CURRENCY HISTORY: the peso has been in circulation since 1837. There have been discussions to redenominate to a new peso, possibly at a rate of 1000 to 1. On September 27, 1999, the decision by Colombia's central bank to let the peso float thus allowing for central bank intervention in the exchange market to be limited to achieving their balance of payments goals (international reserves position) and inflation targets, thus providing a more stable exchange rate environment. Structural reforms were also implemented at this time.
Historical exchange quotes include: November 2008 at 2327.2 COP to 1 USD, August 2006 at 2385.7, October 2005 at 2293.2, August 2004 at 2595.8, March 2003 at 2959.7, January 2002 at 2273, January 2001 at 2242, January 2000 at 1931, January 1999 at 1573, August 1998 at 1389. Previous to the float, the peso was set at 1140 in 1997 and 1036 in year 1996.

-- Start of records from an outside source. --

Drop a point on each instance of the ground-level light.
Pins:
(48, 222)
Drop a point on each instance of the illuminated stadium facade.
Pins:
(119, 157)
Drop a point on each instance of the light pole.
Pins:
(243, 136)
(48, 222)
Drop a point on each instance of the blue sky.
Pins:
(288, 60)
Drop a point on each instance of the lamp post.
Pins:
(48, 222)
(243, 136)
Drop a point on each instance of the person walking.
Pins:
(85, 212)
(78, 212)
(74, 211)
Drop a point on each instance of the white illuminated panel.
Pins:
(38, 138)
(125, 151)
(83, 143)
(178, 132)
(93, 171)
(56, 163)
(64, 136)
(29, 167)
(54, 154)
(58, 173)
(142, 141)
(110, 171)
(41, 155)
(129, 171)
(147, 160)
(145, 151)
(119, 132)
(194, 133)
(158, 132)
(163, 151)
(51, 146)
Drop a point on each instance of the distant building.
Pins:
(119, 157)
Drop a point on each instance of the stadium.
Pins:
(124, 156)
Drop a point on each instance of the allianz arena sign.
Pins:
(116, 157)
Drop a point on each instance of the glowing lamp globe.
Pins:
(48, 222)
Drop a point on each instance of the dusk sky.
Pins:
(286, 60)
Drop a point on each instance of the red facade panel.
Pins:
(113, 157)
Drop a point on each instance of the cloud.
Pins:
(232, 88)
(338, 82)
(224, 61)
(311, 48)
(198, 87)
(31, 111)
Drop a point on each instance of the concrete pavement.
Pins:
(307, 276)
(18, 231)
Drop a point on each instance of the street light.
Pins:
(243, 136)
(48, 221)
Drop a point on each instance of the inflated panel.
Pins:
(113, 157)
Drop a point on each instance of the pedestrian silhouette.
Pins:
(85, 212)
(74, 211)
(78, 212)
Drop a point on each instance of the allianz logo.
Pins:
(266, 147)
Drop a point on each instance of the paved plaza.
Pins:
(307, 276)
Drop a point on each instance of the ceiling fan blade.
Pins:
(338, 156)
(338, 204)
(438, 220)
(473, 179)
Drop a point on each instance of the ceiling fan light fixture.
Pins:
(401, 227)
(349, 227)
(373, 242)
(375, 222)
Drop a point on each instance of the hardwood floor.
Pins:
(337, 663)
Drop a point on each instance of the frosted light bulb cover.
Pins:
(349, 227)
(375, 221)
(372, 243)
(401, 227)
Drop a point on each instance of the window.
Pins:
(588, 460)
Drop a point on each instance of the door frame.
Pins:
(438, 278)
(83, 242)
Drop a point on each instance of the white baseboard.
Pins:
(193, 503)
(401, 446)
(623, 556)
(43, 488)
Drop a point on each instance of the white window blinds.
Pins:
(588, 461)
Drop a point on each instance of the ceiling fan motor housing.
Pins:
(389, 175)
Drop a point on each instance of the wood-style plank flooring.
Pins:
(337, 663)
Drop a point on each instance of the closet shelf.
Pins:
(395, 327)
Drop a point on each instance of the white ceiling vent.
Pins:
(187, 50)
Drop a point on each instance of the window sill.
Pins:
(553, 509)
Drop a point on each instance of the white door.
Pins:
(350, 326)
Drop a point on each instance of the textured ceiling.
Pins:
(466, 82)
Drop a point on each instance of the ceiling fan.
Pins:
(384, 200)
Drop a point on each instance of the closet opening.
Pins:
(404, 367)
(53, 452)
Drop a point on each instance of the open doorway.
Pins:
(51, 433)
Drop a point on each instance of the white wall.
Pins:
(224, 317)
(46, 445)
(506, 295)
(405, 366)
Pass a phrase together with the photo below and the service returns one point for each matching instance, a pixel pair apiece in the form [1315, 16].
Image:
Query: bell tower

CURRENCY FORECAST: sustained peace, the long term is bullish for the peso due to its tremendous natural resource wealth, improved domestic security, functioning legal system and democracy. The short to medium term is bearish for the peso due to lower world crude oil pricing, lower coal. However, Colombia’s mining industry should perform well with rich gold & silver resources complimented by strong gold bullion pricing going forward. BankINTRO.com best guess is for modest depreciation of the peso ahead into 2009-2010. A macro-economic concern remains the country’s fiscal & current account shortfalls projected into 2009-2010.